In the realm of reliability and high availability, it means that you need to figure out ways to break the system and watch it put itself back together.

This requires several pieces, as follows:

  • A comprehensive list of possible failures (including reasonable combinations)
  • For each possible failure, it should be clear how the system should respond
  • A way to induce the failure
  • A way to observe how the system reacts

None of the pieces are trivial. The best approach in my experience is to do it incrementally and try to come up with a relatively small number of generic failure categories and generic responses, rather than an exhaustive, ever-changing list of low-level failures.
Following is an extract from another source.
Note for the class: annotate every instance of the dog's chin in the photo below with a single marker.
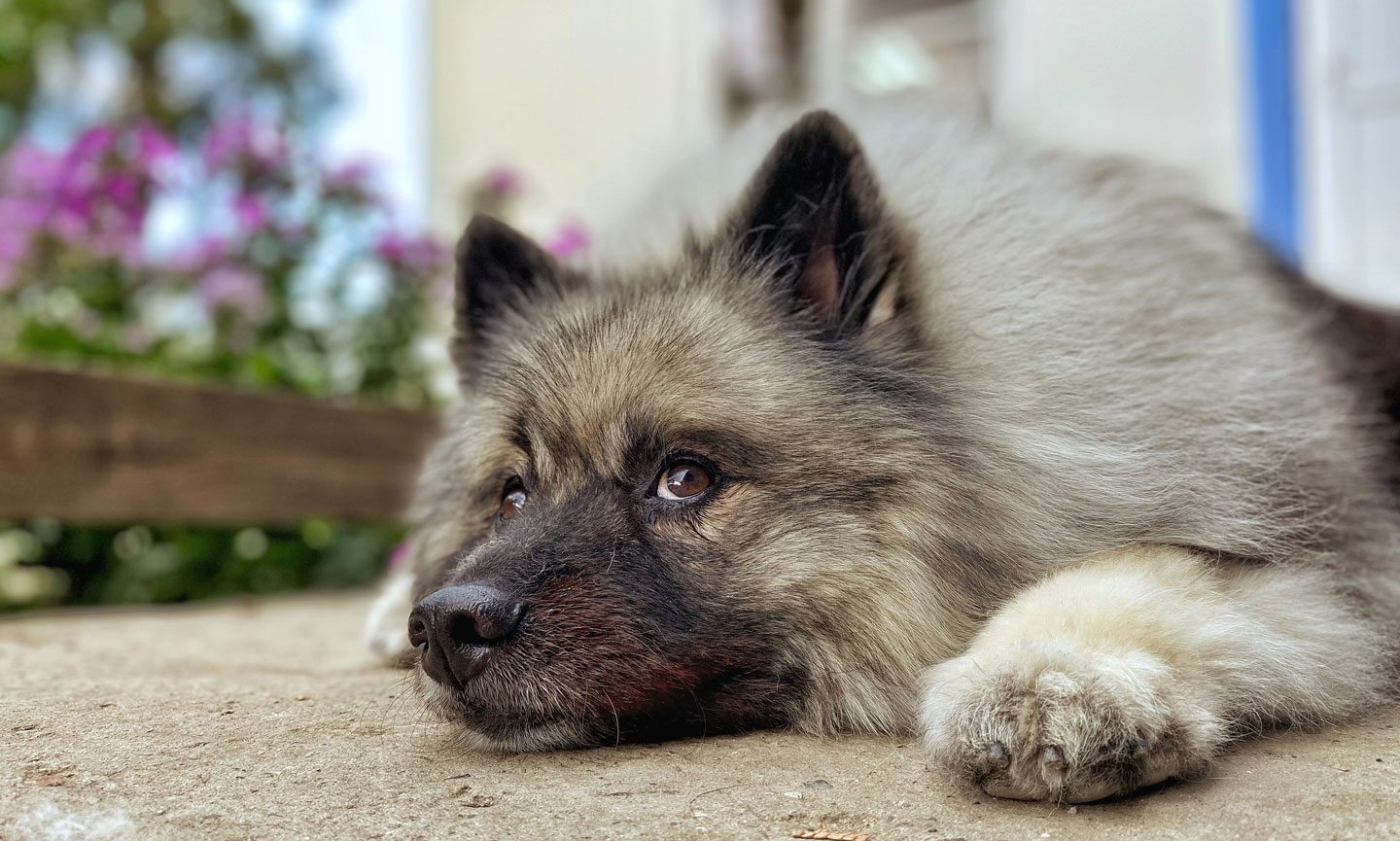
(486, 728)
(508, 725)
For example, a generic failure category is node-unresponsive; the generic response could be rebooting the node. The way to induce the failure can be stopping the VM of the node (if it's a VM), and the observation should be that, while the node is down, the system still functions properly based on standard acceptance tests. The node is eventually up, and the system gets back to normal. There may be many other things you want to test, such as whether the problem was logged, relevant alerts went out to the right people, and various stats and reports were updated.

Note that, sometimes, a failure can't be resolved in a single response. For example, in our unresponsive node case, if it's a hardware failure, then reboot will not help. In this case, a second line of response comes into play and maybe a new VM is started, configured, and hooked up to the node. In this case, you can't be too generic, and you may need to create tests for specific types of pod/role that were on the node (etcd, master, worker, database, and monitoring).

If you have high-quality requirements, be prepared to spend much more time setting up the proper testing environments and the tests than even the production environment.

One last, important point is to try to be as nonintrusive as possible. This means that, ideally, your production system will not have testing features that allow shutting down parts of it or cause it to be configured to run in reduced capacity for testing. The reason is that it increases the attack surface of your system, and it can be triggered by accident by mistakes in configuration. Ideally, you can control your testing environment without resorting to modifying the code or configuration that will be deployed in production. With Kubernetes, it is usually easy to inject pods and containers with custom test functionality that can interact with system components in the staging environment, but will never be deployed in production.

In this section, we looked at what it takes to actually have a reliable and highly available cluster, including etcd, the API server, the scheduler, and the controller manager. We considered best practices for protecting the cluster itself as well as your data, and paid special attention to the issue of starting environments and testing.